As a patient, it can be frustrating because sometimes it can take six to eight weeks to get in for a yearly physical/new patient exam and then four more weeks to get a follow up appointment so by then, you're out of meds. However, if all the labs are normal, then it seems like there is no reason that you need to come back in to discuss this.
I suppose my advice would be to find an office that is a patient centered medical home that has an online component. For instance, my doctor orders my labs and it pulls straight into my online portal. I can view my labs whenever I like. So for instance, you go for a yearly physical, they order labs, you get the labs, they are normal, then you view the normal labs and send an email to request the re-order of your losartan.
The results of the labwork is always yours, even if you choose to skip the follow up. I can see if labwork was abnormal, and something needed to be changed, this would require medical decision-making, and therefore a fee for the follow up.
If labwork is normal, however, I don't see a reason to hold a patient ransom for a follow-up fee. In my mind, annual physical pays pretty well. If labwork comes back normal, see you in a year.
It seems like price-gouging to me. And the funny thing is, it breaks down continuity of care, and probably delays treatment in many cases. Patient will skip on to the next PCP, without having adequate management.
anh06005, MSN, APRN, NP
1 Article; 769 Posts
I usually discuss things over the phone unless there are several things to discuss or something serious that may need some discussion (crazy a1c, questionable mammo, etc). If it's just general med adjustments I'll give you a call lol.

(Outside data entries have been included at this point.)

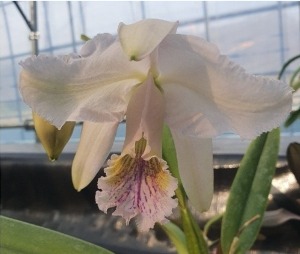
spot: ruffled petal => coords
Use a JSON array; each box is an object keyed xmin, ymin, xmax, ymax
[
  {"xmin": 156, "ymin": 35, "xmax": 292, "ymax": 138},
  {"xmin": 118, "ymin": 19, "xmax": 178, "ymax": 61},
  {"xmin": 72, "ymin": 122, "xmax": 119, "ymax": 191},
  {"xmin": 171, "ymin": 129, "xmax": 214, "ymax": 212},
  {"xmin": 20, "ymin": 36, "xmax": 149, "ymax": 128},
  {"xmin": 96, "ymin": 138, "xmax": 177, "ymax": 231}
]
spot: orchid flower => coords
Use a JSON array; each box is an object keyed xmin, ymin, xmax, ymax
[{"xmin": 20, "ymin": 19, "xmax": 292, "ymax": 230}]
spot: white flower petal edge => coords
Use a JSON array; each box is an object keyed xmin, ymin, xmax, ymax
[
  {"xmin": 171, "ymin": 132, "xmax": 214, "ymax": 212},
  {"xmin": 118, "ymin": 19, "xmax": 178, "ymax": 61},
  {"xmin": 123, "ymin": 73, "xmax": 165, "ymax": 157},
  {"xmin": 20, "ymin": 35, "xmax": 149, "ymax": 128},
  {"xmin": 157, "ymin": 35, "xmax": 292, "ymax": 139},
  {"xmin": 72, "ymin": 122, "xmax": 119, "ymax": 191}
]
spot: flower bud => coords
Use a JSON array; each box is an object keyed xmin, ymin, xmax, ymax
[{"xmin": 32, "ymin": 112, "xmax": 75, "ymax": 161}]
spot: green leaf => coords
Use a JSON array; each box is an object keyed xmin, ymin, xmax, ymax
[
  {"xmin": 162, "ymin": 125, "xmax": 181, "ymax": 183},
  {"xmin": 290, "ymin": 67, "xmax": 300, "ymax": 91},
  {"xmin": 284, "ymin": 108, "xmax": 300, "ymax": 128},
  {"xmin": 162, "ymin": 125, "xmax": 208, "ymax": 254},
  {"xmin": 161, "ymin": 222, "xmax": 189, "ymax": 254},
  {"xmin": 221, "ymin": 128, "xmax": 280, "ymax": 254},
  {"xmin": 0, "ymin": 216, "xmax": 113, "ymax": 254}
]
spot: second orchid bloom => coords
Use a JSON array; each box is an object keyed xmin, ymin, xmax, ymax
[{"xmin": 20, "ymin": 19, "xmax": 292, "ymax": 230}]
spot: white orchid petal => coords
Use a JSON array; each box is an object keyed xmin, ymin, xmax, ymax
[
  {"xmin": 123, "ymin": 74, "xmax": 165, "ymax": 157},
  {"xmin": 171, "ymin": 129, "xmax": 214, "ymax": 212},
  {"xmin": 95, "ymin": 138, "xmax": 177, "ymax": 231},
  {"xmin": 157, "ymin": 35, "xmax": 292, "ymax": 138},
  {"xmin": 72, "ymin": 122, "xmax": 119, "ymax": 191},
  {"xmin": 79, "ymin": 34, "xmax": 115, "ymax": 57},
  {"xmin": 20, "ymin": 37, "xmax": 149, "ymax": 128},
  {"xmin": 118, "ymin": 19, "xmax": 178, "ymax": 60}
]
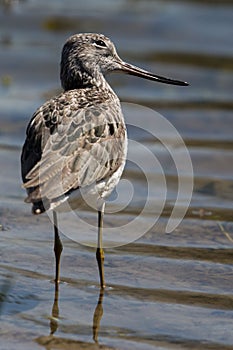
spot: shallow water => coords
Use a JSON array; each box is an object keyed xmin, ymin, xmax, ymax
[{"xmin": 0, "ymin": 0, "xmax": 233, "ymax": 349}]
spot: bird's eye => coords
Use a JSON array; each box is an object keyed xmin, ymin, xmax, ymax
[{"xmin": 93, "ymin": 40, "xmax": 107, "ymax": 48}]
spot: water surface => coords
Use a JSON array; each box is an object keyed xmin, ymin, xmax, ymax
[{"xmin": 0, "ymin": 0, "xmax": 233, "ymax": 350}]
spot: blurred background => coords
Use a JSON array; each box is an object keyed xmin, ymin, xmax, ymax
[{"xmin": 0, "ymin": 0, "xmax": 233, "ymax": 350}]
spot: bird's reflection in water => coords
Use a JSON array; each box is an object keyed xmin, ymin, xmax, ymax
[{"xmin": 50, "ymin": 283, "xmax": 104, "ymax": 343}]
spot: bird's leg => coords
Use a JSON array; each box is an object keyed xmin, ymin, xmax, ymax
[
  {"xmin": 93, "ymin": 288, "xmax": 104, "ymax": 344},
  {"xmin": 96, "ymin": 202, "xmax": 105, "ymax": 288},
  {"xmin": 53, "ymin": 211, "xmax": 63, "ymax": 288},
  {"xmin": 50, "ymin": 283, "xmax": 59, "ymax": 335}
]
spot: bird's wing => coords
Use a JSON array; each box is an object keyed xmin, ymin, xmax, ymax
[{"xmin": 22, "ymin": 91, "xmax": 125, "ymax": 201}]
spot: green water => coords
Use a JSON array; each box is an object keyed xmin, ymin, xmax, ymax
[{"xmin": 0, "ymin": 0, "xmax": 233, "ymax": 350}]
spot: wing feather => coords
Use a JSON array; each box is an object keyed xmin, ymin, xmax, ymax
[{"xmin": 21, "ymin": 89, "xmax": 125, "ymax": 202}]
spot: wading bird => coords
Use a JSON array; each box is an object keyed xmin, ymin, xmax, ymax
[{"xmin": 21, "ymin": 33, "xmax": 188, "ymax": 288}]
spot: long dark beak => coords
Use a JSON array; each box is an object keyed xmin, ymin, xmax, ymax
[{"xmin": 119, "ymin": 61, "xmax": 189, "ymax": 86}]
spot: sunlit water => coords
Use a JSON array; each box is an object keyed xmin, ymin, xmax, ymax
[{"xmin": 0, "ymin": 0, "xmax": 233, "ymax": 349}]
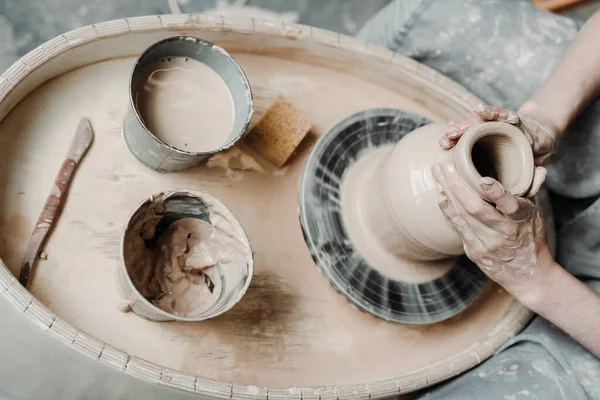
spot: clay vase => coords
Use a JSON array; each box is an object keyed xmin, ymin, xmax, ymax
[{"xmin": 347, "ymin": 122, "xmax": 535, "ymax": 261}]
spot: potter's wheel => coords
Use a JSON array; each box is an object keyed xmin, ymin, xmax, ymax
[{"xmin": 299, "ymin": 109, "xmax": 487, "ymax": 324}]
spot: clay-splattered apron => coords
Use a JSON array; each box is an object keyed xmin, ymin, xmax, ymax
[{"xmin": 359, "ymin": 0, "xmax": 600, "ymax": 400}]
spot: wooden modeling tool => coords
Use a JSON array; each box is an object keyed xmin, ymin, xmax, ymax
[{"xmin": 19, "ymin": 117, "xmax": 94, "ymax": 288}]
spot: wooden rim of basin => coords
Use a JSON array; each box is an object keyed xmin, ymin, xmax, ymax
[{"xmin": 0, "ymin": 14, "xmax": 533, "ymax": 399}]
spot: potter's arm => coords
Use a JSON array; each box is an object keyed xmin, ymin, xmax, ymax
[
  {"xmin": 519, "ymin": 11, "xmax": 600, "ymax": 135},
  {"xmin": 432, "ymin": 163, "xmax": 600, "ymax": 357},
  {"xmin": 440, "ymin": 11, "xmax": 600, "ymax": 167}
]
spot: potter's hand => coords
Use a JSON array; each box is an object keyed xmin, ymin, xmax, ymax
[
  {"xmin": 432, "ymin": 163, "xmax": 552, "ymax": 291},
  {"xmin": 440, "ymin": 104, "xmax": 559, "ymax": 166}
]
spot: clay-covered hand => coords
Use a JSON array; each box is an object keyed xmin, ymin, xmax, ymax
[
  {"xmin": 432, "ymin": 163, "xmax": 552, "ymax": 291},
  {"xmin": 440, "ymin": 104, "xmax": 559, "ymax": 166}
]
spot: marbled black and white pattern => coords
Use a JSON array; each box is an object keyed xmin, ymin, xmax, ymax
[{"xmin": 299, "ymin": 109, "xmax": 487, "ymax": 324}]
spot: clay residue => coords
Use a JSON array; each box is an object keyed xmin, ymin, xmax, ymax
[
  {"xmin": 124, "ymin": 194, "xmax": 246, "ymax": 317},
  {"xmin": 134, "ymin": 57, "xmax": 235, "ymax": 153}
]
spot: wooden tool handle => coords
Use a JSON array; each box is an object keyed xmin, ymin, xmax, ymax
[{"xmin": 19, "ymin": 118, "xmax": 93, "ymax": 287}]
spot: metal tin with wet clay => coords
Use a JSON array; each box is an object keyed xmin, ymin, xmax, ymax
[
  {"xmin": 117, "ymin": 189, "xmax": 254, "ymax": 321},
  {"xmin": 123, "ymin": 36, "xmax": 253, "ymax": 172}
]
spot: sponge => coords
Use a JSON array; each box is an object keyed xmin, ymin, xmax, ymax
[{"xmin": 245, "ymin": 95, "xmax": 313, "ymax": 167}]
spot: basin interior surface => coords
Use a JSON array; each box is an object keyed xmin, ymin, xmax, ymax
[{"xmin": 0, "ymin": 17, "xmax": 523, "ymax": 396}]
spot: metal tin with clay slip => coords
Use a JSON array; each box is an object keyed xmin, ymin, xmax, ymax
[
  {"xmin": 123, "ymin": 36, "xmax": 253, "ymax": 172},
  {"xmin": 116, "ymin": 189, "xmax": 254, "ymax": 321}
]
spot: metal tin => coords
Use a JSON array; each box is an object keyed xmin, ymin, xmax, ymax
[
  {"xmin": 116, "ymin": 189, "xmax": 254, "ymax": 321},
  {"xmin": 123, "ymin": 36, "xmax": 253, "ymax": 172}
]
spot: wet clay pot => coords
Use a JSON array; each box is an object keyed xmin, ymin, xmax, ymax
[{"xmin": 345, "ymin": 122, "xmax": 535, "ymax": 261}]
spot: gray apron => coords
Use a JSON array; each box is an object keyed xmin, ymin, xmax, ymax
[{"xmin": 359, "ymin": 0, "xmax": 600, "ymax": 400}]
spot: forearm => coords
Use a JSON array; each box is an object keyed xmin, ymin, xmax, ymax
[
  {"xmin": 520, "ymin": 11, "xmax": 600, "ymax": 134},
  {"xmin": 514, "ymin": 263, "xmax": 600, "ymax": 358}
]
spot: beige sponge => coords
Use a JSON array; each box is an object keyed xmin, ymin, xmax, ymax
[{"xmin": 245, "ymin": 96, "xmax": 312, "ymax": 167}]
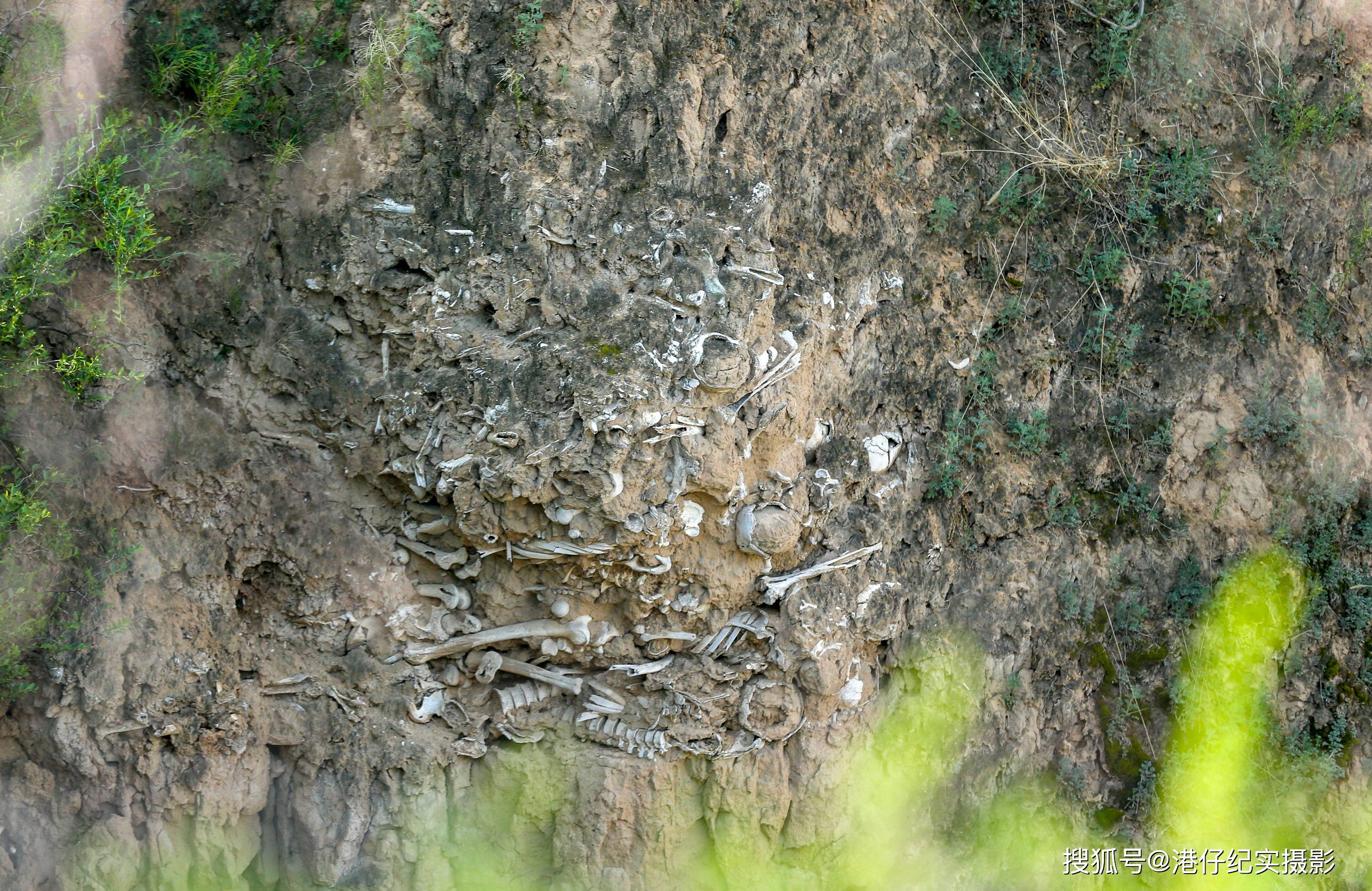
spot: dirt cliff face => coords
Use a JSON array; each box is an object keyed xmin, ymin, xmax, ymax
[{"xmin": 0, "ymin": 0, "xmax": 1372, "ymax": 891}]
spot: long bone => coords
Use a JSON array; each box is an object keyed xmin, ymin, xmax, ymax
[
  {"xmin": 405, "ymin": 615, "xmax": 591, "ymax": 665},
  {"xmin": 760, "ymin": 541, "xmax": 881, "ymax": 604},
  {"xmin": 466, "ymin": 649, "xmax": 582, "ymax": 696},
  {"xmin": 395, "ymin": 538, "xmax": 466, "ymax": 570},
  {"xmin": 691, "ymin": 610, "xmax": 771, "ymax": 656}
]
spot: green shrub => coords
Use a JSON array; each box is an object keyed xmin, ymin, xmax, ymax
[
  {"xmin": 1048, "ymin": 485, "xmax": 1083, "ymax": 529},
  {"xmin": 938, "ymin": 106, "xmax": 966, "ymax": 139},
  {"xmin": 1154, "ymin": 139, "xmax": 1214, "ymax": 210},
  {"xmin": 1083, "ymin": 303, "xmax": 1143, "ymax": 376},
  {"xmin": 992, "ymin": 163, "xmax": 1044, "ymax": 225},
  {"xmin": 1114, "ymin": 477, "xmax": 1162, "ymax": 529},
  {"xmin": 967, "ymin": 350, "xmax": 996, "ymax": 408},
  {"xmin": 0, "ymin": 17, "xmax": 66, "ymax": 163},
  {"xmin": 514, "ymin": 0, "xmax": 543, "ymax": 49},
  {"xmin": 1162, "ymin": 272, "xmax": 1214, "ymax": 324},
  {"xmin": 1114, "ymin": 592, "xmax": 1150, "ymax": 634},
  {"xmin": 1249, "ymin": 207, "xmax": 1286, "ymax": 252},
  {"xmin": 929, "ymin": 195, "xmax": 958, "ymax": 235},
  {"xmin": 1007, "ymin": 410, "xmax": 1048, "ymax": 456},
  {"xmin": 1076, "ymin": 244, "xmax": 1129, "ymax": 288},
  {"xmin": 1249, "ymin": 133, "xmax": 1291, "ymax": 189},
  {"xmin": 405, "ymin": 12, "xmax": 439, "ymax": 75},
  {"xmin": 1295, "ymin": 288, "xmax": 1343, "ymax": 343},
  {"xmin": 967, "ymin": 0, "xmax": 1024, "ymax": 19},
  {"xmin": 1168, "ymin": 556, "xmax": 1210, "ymax": 621},
  {"xmin": 1239, "ymin": 384, "xmax": 1305, "ymax": 449},
  {"xmin": 1272, "ymin": 71, "xmax": 1362, "ymax": 148}
]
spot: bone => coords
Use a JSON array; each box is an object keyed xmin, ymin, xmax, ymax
[
  {"xmin": 682, "ymin": 499, "xmax": 705, "ymax": 538},
  {"xmin": 862, "ymin": 429, "xmax": 904, "ymax": 474},
  {"xmin": 720, "ymin": 346, "xmax": 800, "ymax": 421},
  {"xmin": 466, "ymin": 651, "xmax": 582, "ymax": 696},
  {"xmin": 405, "ymin": 615, "xmax": 591, "ymax": 665},
  {"xmin": 480, "ymin": 541, "xmax": 611, "ymax": 563},
  {"xmin": 609, "ymin": 655, "xmax": 676, "ymax": 678},
  {"xmin": 262, "ymin": 674, "xmax": 310, "ymax": 696},
  {"xmin": 495, "ymin": 681, "xmax": 558, "ymax": 715},
  {"xmin": 759, "ymin": 542, "xmax": 881, "ymax": 604},
  {"xmin": 691, "ymin": 610, "xmax": 771, "ymax": 656},
  {"xmin": 410, "ymin": 691, "xmax": 443, "ymax": 724},
  {"xmin": 723, "ymin": 266, "xmax": 786, "ymax": 287},
  {"xmin": 395, "ymin": 538, "xmax": 466, "ymax": 570},
  {"xmin": 414, "ymin": 585, "xmax": 472, "ymax": 610},
  {"xmin": 624, "ymin": 553, "xmax": 672, "ymax": 575},
  {"xmin": 576, "ymin": 715, "xmax": 671, "ymax": 759}
]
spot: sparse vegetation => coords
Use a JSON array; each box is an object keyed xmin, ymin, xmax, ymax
[
  {"xmin": 1162, "ymin": 272, "xmax": 1214, "ymax": 325},
  {"xmin": 1154, "ymin": 139, "xmax": 1214, "ymax": 211},
  {"xmin": 1007, "ymin": 410, "xmax": 1048, "ymax": 456},
  {"xmin": 929, "ymin": 195, "xmax": 958, "ymax": 235},
  {"xmin": 1168, "ymin": 556, "xmax": 1210, "ymax": 622},
  {"xmin": 1239, "ymin": 383, "xmax": 1305, "ymax": 449},
  {"xmin": 514, "ymin": 0, "xmax": 543, "ymax": 49}
]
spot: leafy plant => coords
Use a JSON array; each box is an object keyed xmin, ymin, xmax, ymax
[
  {"xmin": 929, "ymin": 195, "xmax": 958, "ymax": 235},
  {"xmin": 1083, "ymin": 302, "xmax": 1143, "ymax": 376},
  {"xmin": 1162, "ymin": 272, "xmax": 1214, "ymax": 325},
  {"xmin": 0, "ymin": 16, "xmax": 66, "ymax": 163},
  {"xmin": 1168, "ymin": 556, "xmax": 1210, "ymax": 621},
  {"xmin": 1239, "ymin": 383, "xmax": 1305, "ymax": 449},
  {"xmin": 1297, "ymin": 288, "xmax": 1342, "ymax": 343},
  {"xmin": 403, "ymin": 11, "xmax": 439, "ymax": 75},
  {"xmin": 1154, "ymin": 139, "xmax": 1214, "ymax": 210},
  {"xmin": 1007, "ymin": 410, "xmax": 1048, "ymax": 455},
  {"xmin": 514, "ymin": 0, "xmax": 543, "ymax": 49},
  {"xmin": 1272, "ymin": 70, "xmax": 1362, "ymax": 148},
  {"xmin": 1076, "ymin": 244, "xmax": 1129, "ymax": 288},
  {"xmin": 1114, "ymin": 592, "xmax": 1150, "ymax": 634},
  {"xmin": 992, "ymin": 165, "xmax": 1044, "ymax": 225},
  {"xmin": 938, "ymin": 106, "xmax": 966, "ymax": 139},
  {"xmin": 1048, "ymin": 485, "xmax": 1083, "ymax": 529}
]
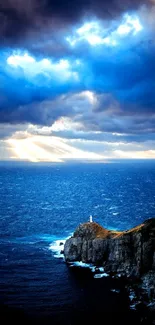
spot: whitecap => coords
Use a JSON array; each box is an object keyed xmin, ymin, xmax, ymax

Maybe if you explain your situation and that you are a competent provider also the doctor will make an exception. I feel like my doctor would (if I went in often....).
I have a solution, I just wanted to know what was common in internal medicine these days.
It isn't a hardship for me to pay for an extra visit, like it may be for some patients. But in my mind, an annual visit should cover continuing the same single medication after revieweing normal labwork, and allow for one year follow up.
I was just wanting to poll others, to see if this was a trend in internal medicine.
What qualifies as your free exam (Of course the cost is built into your premium) and what in your mind should qualify are two different things.
This isn't Preventive Care: Medical treatment for specific health conditions, on-going care, lab or other tests necessary to manage or treat a medical issue or health condition are considered diagnostic care or treatment, not preventive care.